Os verbos de fala: \"disse\" e as alternativas
Os verbos de fala — "disse", "perguntou", "respondeu" — são um dos pontos onde os primeiros manuscritos mais se traem. Há a tentação de variar em cada linha, de carregar o verbo de emoção, de substituir "disse" por algo mais expressivo. Quase sempre é um erro, e perceber porquê ajuda a escrever diálogos mais limpos.
"Disse" é invisível, e isso é uma qualidade
"Disse" é tão comum que o leitor não o lê a sério: serve-lhe apenas para saber quem fala, depois salta-o. Esta invisibilidade é exatamente o que queres: a atenção deve estar nas palavras da personagem, não no verbo que as introduz.
"Perguntou" e "respondeu" têm o mesmo privilégio, porque assinalam uma função (pergunta, resposta) que o leitor espera. São os três verbos que podes repetir quanto quiseres sem que ninguém repare.
Os substitutos vistosos cansam
"Exclamou", "atirou", "retorquiu", "sussurrou", "trovejou", "insinuou": tomados isoladamente estão bem, mas se cada fala tem o seu verbo expressivo o diálogo torna-se um catálogo. O leitor começa a notar o esforço, e o esforço é o contrário da invisibilidade que é preciso.
O pior caso são os verbos que não descrevem um modo de dizer: "'Vem cá' sorriu" — não se sorri uma frase. "'Vamos' acenou" tem o mesmo problema. Se são mesmo necessários, têm de ser separados: "'Vem cá.' Sorriu."
O advérbio colado ao verbo de dizer
"Disse raivosamente", "respondeu tristemente", "perguntou timidamente": o advérbio colado ao verbo de fala é quase sempre um sinal de que a fala não está a fazer o seu trabalho. Se o leitor sabe que a personagem está zangada só porque tu lho dizes, a fala é fraca. Se a fala é forte, o advérbio é redundante.

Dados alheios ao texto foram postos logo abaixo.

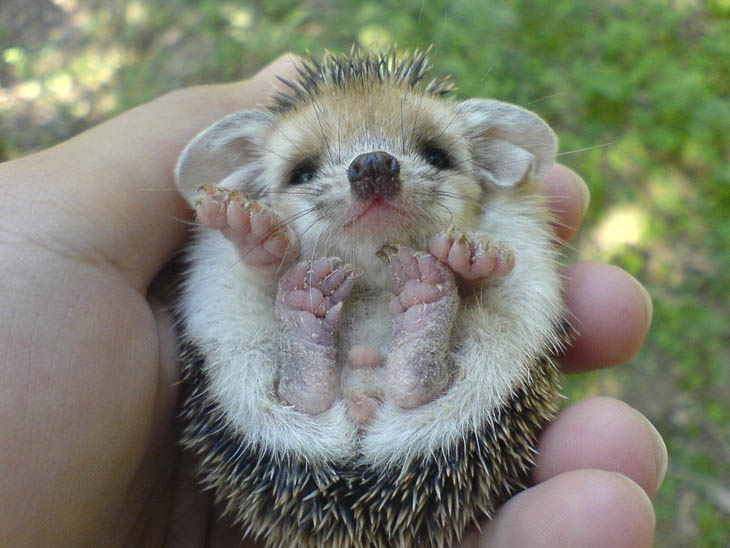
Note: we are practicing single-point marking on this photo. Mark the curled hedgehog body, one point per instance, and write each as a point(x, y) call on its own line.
point(369, 308)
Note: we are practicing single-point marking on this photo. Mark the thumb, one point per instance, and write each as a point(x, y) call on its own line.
point(110, 191)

A regra prática: primeiro tenta levar a emoção às palavras da personagem ou a um gesto. Só se depois ficar ambíguo, e a ambiguidade for um problema, acrescenta um advérbio.
O gesto em vez da fala atributiva
Muitas vezes a melhor alternativa a "disse" não é outro verbo mas uma ação: "Fechou a gaveta com o joelho. «Não o vais encontrar aqui.»" O gesto faz três coisas ao mesmo tempo: diz quem fala, dá uma imagem, e sugere o estado de espírito sem o nomear. É a maneira mais económica de quebrar uma sequência de só falas.

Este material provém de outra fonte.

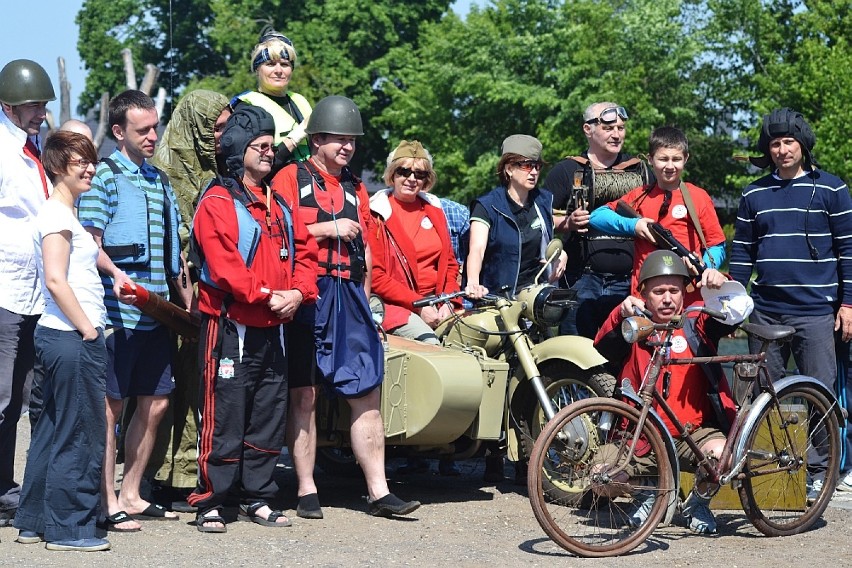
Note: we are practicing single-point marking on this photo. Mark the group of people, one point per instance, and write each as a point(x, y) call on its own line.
point(249, 214)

Cuidado para não exagerar no outro sentido: se cada fala tem o seu gesto, o diálogo atola-se num bailado de mãos e olhares. Alterna gesto, "disse" e nenhum verbo.

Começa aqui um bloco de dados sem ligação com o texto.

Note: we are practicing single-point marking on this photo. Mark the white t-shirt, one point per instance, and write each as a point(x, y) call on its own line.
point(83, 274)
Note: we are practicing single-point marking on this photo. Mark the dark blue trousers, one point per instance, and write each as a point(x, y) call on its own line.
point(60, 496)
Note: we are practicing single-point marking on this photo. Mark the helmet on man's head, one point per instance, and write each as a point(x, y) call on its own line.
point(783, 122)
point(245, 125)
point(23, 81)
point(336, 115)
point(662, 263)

Quando não é preciso nenhum verbo
Numa troca cerrada entre duas personagens, depois de o leitor ter percebido quem é quem, podes tirar os verbos de fala durante várias falas seguidas. O ritmo acelera e o diálogo soa mais verdadeiro. Volta a pôr um "disse" ou um gesto a cada três ou quatro falas, ou quando o leitor arrisca perder a conta.
Com três ou mais personagens em cena isto não funciona: aí é preciso identificar quem fala quase sempre.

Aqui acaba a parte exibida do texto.